27 de abril de 2024

Críticas: Perfect days

El sol de lo cotidiano.

Wim Wenders regresa al largometraje de ficción tras haber rodado en la década pasada un puñado de obras, cuando menos, intrascendentes, y lo hace con una de las sorpresas de la temporada: Perfect Days. Cuando un cineasta de 78 años estrena una nueva película, el espectador que acude a verla a una sala de cine no espera que vaya a suponer un giro radical en su trayectoria; que vaya a abrir las puertas a nuevos tipos de expresiones estética; o que sus imágenes no vayan a estar empapadas de ese sudor crepuscular que suele caracterizar a este tipo de obras, que las baña con los colores anaranjados de la tristeza y la melancolía. De ahí, que la nueva cinta de uno de los máximos exponentes del nuevo cine alemán se estampe contra la mirada con toda la fuerza de su parsimonia, rompiendo, en el proceso, todos los prejuicios o expectativas que hubiese en su interior.

La película retrata con mucha precisión el día a día de Hirayama (Koji Yakusho), un sexagenario que trabaja como limpiador de los baños públicos de Tokio, que va de un lado a otro de la ciudad en su vieja furgoneta escuchando cintas de casete de Lou Reed, The Animals y Van Morrison, que come siempre en el mismo parque y fotografía rutinariamente un árbol en concreto, que acude con puntualidad a unos baños termales y se compra un libro en su librería de confianza, que disfruta, en fin, del placer de los pequeños detalles, de esos momentos en apariencia insignificantes, de aquello que las nuevas generaciones desconocen: lo analógico.

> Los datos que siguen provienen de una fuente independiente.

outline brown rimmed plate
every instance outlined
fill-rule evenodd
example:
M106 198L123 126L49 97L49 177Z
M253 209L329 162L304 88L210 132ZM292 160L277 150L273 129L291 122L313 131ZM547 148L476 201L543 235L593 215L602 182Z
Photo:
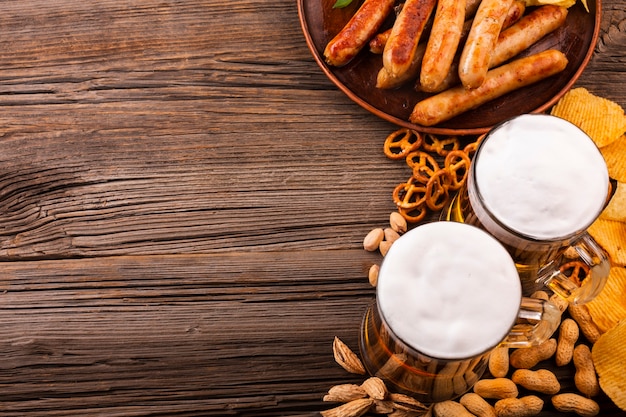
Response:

Perfect days funciona como un haiku repetido hasta el infinito que condensa en sus versos el olor del silencio, el tacto de los segundos vacíos y la tranquilidad de la soledad escogida. Wenders se desprende de todo el andamiaje barroco que caracteriza a sus mejores obras —París, Texas, El cielo sobre Berlín, El amigo americano— para construir una cinta cuyos principales pilares son la observación pausada de una realidad cotidiana y la quietud muda que caracteriza eso que este sistema ultraveloz, por capitalista, tiene a bien llamar tiempos muertos. Si los gurús del guion recomiendan en sus manuales entrar en la escena tarde y salir pronto, omitir todas aquellas secuencias que no hagan avanzar la trama y evitar los momentos de transición —el recorrido del protagonista desde su casa al trabajo, por ejemplo—, el director decide llevarles la contraria de forma taxativa escribiendo una cinta en la que no hay más acción que la de la rutina, que carece de puntos de giro y cuyo protagonista no tiene ningún tipo de arco de transformación porque, como dice Moretti en su más reciente película, ”en la vida real nadie cambia”.

La idea es reducir los elementos narrativos al mínimo esencial para poder retratar con total veracidad el placer de los pequeños gestos, de todos esos momentos en los que en apariencia no pasa nada. Así, Wenders filma, por un lado, una oda al placer de estar vivo; y, por otro, un manifiesto contra un sistema inhumano que convierte las ciudades en jaulas de cristal en las que las personas corren de un lado a otro desesperadas por seguir produciendo para evitar que la rueda se detenga. La película invita al espectador a disfrutar de lo aburrido; a detenerse durante unos minutos en cualquier sitio para prestar atención a esos pequeños detalles que pueblan su vida y que albergan, bajo su superficial capa de banalidad, ingentes tapices de belleza; a liderar una revolución de gestos amables y sonrisas transparentes que ayuden a limar asperezas y egoísmos.
El director reniega de gran parte de los recursos formales que le caracterizan para diseñar una puesta en escena sencilla, sin afectaciones ni manierismos, a través de la cual extraer los granos de lirismo que se encuentran en el espacio filmado, evitando en todo momento sobrecargar la imagen o forzar la colación de la cámara o la dirección de la luz. El resultado es una obra humilde y humana que emociona gracias a su sencillez y su cercanía y que le recuerda al espectador que, como dice la canción, cada nuevo amanecer es una nueva vida.